Q: For foreign patients not covered by local insurance, what would be an approximate cost for an alpha-beta T-cell depletion haploidentical transplant?

A: I have to say that it really very much depends on the institution because it is not the cost of the of the T-cell depletion itself,which is the cost of the manufacturing. The real cost of the transplant is the stay in the hospital. It’s not about one given number, but it can be really very, very variable. What I can say is, if there is any case like this, what I have done so far is working with the international medicine (department) in in our institution to find the right approach. Unfortunately, I’m coming from a health system where I didn’t have to think about the money, and I have to tell you it is extremely hard for me when it’s about money, because I just feel that’s not fair, but it is what it is. There are places in the world, especially in Europe, where you can have these transplants for free and of course, I recommend the families who are in need of this approach. I’m happy to give you the name of the doctors that work with me in Italy or other places in Europe. If you are in the U.S. and you are interested to have this kind of approach at Stanford, I will be happy to get in touch with our international medicine which can evaluate the single situation. We are trying to make discount packages for patients coming from other countries, exactly to broaden the access. I’m doing my best to work on that, but in the end, I’m not the person who really decides how much it costs, but again, I’m absolutely willing to intercede in any way that can be helpful.
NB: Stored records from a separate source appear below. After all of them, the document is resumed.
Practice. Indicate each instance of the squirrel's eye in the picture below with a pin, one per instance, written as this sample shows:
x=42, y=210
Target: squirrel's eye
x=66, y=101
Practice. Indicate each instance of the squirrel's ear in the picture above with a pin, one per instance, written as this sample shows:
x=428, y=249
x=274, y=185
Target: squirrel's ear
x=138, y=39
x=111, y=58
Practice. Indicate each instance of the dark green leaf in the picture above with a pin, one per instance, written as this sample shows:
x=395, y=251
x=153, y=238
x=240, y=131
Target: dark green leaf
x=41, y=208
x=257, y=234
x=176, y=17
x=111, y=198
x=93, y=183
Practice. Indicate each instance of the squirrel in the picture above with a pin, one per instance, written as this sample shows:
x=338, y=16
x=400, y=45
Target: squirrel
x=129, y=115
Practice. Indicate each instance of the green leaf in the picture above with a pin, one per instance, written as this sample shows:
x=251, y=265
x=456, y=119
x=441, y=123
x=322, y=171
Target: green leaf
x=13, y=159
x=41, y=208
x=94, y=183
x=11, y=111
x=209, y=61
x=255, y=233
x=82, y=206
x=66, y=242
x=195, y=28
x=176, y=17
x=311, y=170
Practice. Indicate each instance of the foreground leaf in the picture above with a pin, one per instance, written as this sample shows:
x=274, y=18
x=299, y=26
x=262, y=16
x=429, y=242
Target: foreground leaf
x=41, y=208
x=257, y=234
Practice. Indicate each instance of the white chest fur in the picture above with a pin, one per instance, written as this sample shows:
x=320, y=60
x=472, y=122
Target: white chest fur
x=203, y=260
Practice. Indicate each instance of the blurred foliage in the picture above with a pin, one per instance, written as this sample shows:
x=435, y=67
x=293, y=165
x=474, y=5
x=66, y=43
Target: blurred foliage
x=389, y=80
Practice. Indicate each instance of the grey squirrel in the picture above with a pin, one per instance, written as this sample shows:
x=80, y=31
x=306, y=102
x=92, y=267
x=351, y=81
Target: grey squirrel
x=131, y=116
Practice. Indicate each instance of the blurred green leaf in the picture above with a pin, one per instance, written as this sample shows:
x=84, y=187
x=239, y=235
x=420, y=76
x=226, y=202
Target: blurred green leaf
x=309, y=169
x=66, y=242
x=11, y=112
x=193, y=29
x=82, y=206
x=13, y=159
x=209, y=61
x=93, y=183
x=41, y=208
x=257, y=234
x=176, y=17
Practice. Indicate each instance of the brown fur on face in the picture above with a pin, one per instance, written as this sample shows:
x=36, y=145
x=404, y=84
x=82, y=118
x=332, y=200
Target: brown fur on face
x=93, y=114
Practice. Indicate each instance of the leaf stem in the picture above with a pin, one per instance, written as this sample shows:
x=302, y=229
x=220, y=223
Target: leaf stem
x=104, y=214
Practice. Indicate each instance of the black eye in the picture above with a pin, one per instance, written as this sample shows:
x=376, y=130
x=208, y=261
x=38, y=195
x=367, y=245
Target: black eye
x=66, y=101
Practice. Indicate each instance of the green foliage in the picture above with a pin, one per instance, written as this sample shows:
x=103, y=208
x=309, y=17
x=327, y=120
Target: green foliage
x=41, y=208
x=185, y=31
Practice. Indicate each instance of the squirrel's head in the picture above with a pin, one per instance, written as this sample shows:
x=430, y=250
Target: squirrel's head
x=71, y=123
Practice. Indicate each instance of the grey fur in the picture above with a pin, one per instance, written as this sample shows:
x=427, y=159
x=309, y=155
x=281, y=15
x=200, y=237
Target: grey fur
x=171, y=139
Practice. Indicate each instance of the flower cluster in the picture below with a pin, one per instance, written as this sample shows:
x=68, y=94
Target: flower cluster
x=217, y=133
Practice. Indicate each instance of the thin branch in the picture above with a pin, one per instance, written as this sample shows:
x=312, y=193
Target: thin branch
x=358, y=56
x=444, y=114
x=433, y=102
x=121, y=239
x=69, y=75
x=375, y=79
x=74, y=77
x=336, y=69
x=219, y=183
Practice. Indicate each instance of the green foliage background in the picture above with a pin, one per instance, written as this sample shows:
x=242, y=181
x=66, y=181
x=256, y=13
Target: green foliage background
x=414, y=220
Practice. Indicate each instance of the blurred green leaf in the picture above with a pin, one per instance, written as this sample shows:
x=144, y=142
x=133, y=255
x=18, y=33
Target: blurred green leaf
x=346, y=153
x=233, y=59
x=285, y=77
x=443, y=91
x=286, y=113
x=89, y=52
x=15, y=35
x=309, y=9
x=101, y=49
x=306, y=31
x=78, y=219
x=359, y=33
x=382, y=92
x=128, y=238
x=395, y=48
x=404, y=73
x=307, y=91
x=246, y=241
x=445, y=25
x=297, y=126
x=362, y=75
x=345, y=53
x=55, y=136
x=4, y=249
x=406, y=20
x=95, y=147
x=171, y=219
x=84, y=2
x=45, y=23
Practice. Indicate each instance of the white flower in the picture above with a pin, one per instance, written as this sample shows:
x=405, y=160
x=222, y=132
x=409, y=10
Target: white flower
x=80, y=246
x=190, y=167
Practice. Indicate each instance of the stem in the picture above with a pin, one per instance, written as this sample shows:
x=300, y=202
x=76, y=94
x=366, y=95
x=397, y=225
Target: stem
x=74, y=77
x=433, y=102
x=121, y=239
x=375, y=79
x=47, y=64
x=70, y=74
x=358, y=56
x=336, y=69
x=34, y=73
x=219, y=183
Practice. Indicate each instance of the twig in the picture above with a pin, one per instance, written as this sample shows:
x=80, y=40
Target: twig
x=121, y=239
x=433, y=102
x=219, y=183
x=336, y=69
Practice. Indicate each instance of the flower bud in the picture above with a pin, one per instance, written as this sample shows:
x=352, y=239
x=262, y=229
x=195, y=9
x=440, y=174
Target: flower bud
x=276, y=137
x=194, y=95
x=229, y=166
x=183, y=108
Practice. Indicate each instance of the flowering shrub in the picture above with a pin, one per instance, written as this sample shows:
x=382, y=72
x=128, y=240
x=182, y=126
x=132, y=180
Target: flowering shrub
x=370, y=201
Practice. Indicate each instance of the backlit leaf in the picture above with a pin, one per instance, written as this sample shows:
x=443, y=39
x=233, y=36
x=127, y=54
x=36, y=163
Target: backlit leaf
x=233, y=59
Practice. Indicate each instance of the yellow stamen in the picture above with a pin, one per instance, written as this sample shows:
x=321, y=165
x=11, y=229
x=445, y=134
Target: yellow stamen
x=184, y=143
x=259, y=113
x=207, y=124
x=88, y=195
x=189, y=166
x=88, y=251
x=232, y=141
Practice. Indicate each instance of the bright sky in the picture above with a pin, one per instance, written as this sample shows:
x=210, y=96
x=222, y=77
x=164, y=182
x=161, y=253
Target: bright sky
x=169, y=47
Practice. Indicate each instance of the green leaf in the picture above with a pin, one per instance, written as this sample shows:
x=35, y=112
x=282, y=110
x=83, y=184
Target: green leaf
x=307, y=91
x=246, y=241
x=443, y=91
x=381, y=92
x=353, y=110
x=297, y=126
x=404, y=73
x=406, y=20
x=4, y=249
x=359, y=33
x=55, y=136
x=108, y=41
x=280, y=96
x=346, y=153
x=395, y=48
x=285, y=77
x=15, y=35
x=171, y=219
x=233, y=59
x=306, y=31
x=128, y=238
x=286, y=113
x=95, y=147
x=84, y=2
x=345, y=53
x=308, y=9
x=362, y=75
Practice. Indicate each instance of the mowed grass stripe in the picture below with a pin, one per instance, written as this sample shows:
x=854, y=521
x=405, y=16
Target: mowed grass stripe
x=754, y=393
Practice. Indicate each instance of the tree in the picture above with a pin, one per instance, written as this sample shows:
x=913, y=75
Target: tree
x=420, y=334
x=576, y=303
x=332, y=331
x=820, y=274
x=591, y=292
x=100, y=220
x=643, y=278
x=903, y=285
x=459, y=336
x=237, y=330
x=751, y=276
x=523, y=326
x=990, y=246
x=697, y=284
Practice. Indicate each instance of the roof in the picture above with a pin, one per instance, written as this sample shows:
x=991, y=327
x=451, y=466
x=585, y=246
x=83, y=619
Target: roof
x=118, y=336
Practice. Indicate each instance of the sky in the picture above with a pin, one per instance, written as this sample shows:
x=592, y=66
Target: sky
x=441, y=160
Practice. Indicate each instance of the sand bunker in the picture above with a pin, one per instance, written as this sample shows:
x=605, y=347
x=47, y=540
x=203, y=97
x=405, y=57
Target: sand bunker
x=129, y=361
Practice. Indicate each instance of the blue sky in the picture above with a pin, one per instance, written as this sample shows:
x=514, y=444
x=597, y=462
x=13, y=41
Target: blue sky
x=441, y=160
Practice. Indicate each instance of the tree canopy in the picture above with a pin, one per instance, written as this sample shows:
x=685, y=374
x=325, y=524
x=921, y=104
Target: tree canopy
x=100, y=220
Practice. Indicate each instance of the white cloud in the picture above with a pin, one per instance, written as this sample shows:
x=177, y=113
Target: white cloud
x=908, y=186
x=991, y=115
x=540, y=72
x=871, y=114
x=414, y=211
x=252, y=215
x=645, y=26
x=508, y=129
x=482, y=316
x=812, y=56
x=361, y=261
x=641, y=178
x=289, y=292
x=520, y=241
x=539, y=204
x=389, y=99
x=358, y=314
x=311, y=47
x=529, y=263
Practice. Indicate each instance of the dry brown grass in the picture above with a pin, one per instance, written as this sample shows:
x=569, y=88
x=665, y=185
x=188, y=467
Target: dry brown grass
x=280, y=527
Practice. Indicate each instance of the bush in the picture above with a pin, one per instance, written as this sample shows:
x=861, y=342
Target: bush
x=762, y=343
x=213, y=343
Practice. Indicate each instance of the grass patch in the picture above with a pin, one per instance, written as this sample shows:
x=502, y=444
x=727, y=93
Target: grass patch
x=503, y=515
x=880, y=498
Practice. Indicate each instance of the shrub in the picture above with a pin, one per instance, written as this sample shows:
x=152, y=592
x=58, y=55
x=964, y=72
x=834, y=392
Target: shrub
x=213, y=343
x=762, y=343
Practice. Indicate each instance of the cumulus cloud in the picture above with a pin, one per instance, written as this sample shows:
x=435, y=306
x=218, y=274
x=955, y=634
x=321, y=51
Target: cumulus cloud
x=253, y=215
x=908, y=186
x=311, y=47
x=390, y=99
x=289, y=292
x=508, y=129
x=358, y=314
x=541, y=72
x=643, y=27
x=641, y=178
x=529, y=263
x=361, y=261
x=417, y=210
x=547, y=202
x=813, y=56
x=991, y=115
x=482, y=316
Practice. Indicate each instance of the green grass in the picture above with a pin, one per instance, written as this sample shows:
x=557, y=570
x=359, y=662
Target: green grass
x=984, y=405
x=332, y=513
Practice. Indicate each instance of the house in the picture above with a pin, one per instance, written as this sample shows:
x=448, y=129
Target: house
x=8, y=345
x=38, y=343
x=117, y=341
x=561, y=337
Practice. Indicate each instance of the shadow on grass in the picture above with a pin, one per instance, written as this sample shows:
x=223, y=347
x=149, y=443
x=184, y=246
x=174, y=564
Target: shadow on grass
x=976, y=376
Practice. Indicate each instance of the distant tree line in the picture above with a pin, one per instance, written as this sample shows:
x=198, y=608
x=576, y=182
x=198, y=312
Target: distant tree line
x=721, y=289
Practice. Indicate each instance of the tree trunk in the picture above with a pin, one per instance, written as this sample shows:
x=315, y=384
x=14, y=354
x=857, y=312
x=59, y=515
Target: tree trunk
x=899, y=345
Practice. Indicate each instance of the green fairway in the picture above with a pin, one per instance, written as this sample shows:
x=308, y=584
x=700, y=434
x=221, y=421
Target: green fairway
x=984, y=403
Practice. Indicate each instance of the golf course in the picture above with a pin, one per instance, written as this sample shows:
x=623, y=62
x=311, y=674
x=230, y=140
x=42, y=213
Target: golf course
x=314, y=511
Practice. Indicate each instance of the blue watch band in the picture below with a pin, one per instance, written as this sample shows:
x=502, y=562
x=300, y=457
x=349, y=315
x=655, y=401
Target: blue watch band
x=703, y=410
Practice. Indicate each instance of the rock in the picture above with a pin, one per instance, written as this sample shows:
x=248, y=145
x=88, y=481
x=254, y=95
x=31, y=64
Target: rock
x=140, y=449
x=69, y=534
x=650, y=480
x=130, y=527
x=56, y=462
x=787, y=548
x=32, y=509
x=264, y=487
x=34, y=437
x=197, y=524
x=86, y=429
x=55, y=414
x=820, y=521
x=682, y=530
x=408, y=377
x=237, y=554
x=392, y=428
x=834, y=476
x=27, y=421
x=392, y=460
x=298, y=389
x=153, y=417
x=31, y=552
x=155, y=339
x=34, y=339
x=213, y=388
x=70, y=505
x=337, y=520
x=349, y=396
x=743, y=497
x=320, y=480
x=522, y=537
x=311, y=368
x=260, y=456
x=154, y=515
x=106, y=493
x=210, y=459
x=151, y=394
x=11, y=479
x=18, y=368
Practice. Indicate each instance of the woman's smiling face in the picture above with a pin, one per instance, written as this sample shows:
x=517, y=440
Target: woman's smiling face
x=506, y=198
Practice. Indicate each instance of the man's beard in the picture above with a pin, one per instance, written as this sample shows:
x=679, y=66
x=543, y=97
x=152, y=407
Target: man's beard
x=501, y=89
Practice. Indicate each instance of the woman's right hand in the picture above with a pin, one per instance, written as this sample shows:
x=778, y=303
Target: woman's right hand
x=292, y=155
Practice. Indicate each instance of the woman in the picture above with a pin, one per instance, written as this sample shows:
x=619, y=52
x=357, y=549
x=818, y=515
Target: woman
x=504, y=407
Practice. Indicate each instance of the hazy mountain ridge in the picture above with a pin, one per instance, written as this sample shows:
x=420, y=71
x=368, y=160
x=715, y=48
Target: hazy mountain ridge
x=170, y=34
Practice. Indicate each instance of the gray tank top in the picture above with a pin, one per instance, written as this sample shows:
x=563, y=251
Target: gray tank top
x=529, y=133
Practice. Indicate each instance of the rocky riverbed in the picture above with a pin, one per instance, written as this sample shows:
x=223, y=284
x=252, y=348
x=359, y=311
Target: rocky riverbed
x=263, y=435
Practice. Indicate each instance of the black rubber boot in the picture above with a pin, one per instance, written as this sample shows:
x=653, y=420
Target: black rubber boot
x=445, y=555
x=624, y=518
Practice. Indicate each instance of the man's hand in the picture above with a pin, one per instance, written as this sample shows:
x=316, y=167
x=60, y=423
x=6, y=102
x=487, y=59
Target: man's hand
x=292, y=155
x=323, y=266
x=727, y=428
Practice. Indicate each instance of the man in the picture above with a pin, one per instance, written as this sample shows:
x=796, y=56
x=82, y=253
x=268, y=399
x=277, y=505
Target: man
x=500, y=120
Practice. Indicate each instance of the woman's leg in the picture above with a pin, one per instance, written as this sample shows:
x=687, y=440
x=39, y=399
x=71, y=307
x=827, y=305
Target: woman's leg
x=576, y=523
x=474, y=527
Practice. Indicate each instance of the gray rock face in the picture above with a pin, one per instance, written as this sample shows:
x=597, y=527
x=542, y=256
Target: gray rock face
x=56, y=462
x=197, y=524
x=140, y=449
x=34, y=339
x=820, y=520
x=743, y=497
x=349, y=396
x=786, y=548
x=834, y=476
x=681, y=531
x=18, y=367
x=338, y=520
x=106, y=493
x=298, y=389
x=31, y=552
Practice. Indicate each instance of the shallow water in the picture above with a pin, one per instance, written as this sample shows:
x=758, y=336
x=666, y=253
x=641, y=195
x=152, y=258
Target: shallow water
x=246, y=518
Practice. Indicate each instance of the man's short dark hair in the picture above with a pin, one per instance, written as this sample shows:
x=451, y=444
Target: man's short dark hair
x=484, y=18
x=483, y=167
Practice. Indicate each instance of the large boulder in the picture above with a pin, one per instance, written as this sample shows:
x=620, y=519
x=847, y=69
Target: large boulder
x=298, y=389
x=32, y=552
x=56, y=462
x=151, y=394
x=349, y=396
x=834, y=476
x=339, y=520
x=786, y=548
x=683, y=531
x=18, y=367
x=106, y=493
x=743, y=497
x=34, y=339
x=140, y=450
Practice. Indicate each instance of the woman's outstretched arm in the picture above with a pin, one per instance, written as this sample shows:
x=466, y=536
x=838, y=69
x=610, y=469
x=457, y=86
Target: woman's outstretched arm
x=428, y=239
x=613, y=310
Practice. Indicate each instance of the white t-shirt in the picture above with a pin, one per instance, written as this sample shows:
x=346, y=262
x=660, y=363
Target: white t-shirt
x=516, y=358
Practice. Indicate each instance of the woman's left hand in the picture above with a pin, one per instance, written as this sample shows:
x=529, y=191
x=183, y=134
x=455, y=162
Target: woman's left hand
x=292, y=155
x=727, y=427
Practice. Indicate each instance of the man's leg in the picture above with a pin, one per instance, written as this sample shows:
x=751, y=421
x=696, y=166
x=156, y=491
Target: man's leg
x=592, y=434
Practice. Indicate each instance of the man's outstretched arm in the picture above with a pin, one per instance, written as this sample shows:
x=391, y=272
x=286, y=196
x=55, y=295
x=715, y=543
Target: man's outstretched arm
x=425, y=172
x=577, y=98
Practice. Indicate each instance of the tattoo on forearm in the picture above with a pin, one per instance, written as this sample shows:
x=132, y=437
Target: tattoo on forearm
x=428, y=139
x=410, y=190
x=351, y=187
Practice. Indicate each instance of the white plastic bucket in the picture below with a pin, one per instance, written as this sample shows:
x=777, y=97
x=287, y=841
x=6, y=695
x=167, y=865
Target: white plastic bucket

Q: Is this procedure available in countries other than Italy, so other European countries?
A: I know for sure that Germany, the UK, France and Spain are all doing that and I think also East Europe. If I am correct,

Prague is now up to speed the with the alpha-beta depletion. Austria for sure also and probably a number of other places.

Q: How much TBI is used in this protocol?

A: The amount of TBI is extremely minimal (200 centi-gray). To give you an idea when we transplant the patient with the leukemia, we give him between 1200 and 1320 centi-gray, so it’s a very tiny dose. Plus, when we do this radiation, which is a total body radiation, there are a lot of measurements which occur before for shielding the vital organs, especially the lungs, the heart, the thymus itself, so that we are not too toxic on these areas. Our radiation oncologist is particularly good, because they really have a lot of experience and we are developing the new way to really deliver the TBI. When it’s such a little amount, it is most important recognizing how you deliver the number of radiation so that it’s less toxic on your other organs.

Q: Do you have information on the new clinical trial at Stanford using JSP-191 for conditioning and a timeline as to when recruitment might start for that?

A: Yes, for sure. As some of you know, this trial is basically going to explore the possibility of substituting the TBI with a monoclonal antibody and CD-117 as part of the conditioning arrangement. The transplant in this case will be a transplant from alpha-beta T-cell depleted graft condition where the fludarabine, cyclophosphamide ATG are part already of the base condition engagement; however, instead of using the TBI, there will be the use of the monoclonal antibody. In terms of timeline, I think we would probably be ready to start enrolling around the Summer or the early Fall. We have the trial already approved from the FDA and we are finalizing a number of things with our IRB; it’s a very innovative and complex trial, so we want to make sure that everything is perfectly in place before treating patients, but we are getting very close to that.

Q: Is University of Minnesota using this process?

A: Yes, I believe MN is using alpha-beta T-cell depletion with their 10/10 unrelated matches. Their data is yet to be published. If I can say one thing that really makes the difference in the outcome of patients, is do not transplant them too late. With this approach, and for those who have access to it, we very rarely have problems finding a donor. We are however, in trouble if we transplant these patients too late, either because they develop MDS, or because they become very sensitized from the transfusions. So please be very mindful of that whenever you consider what to do for your children.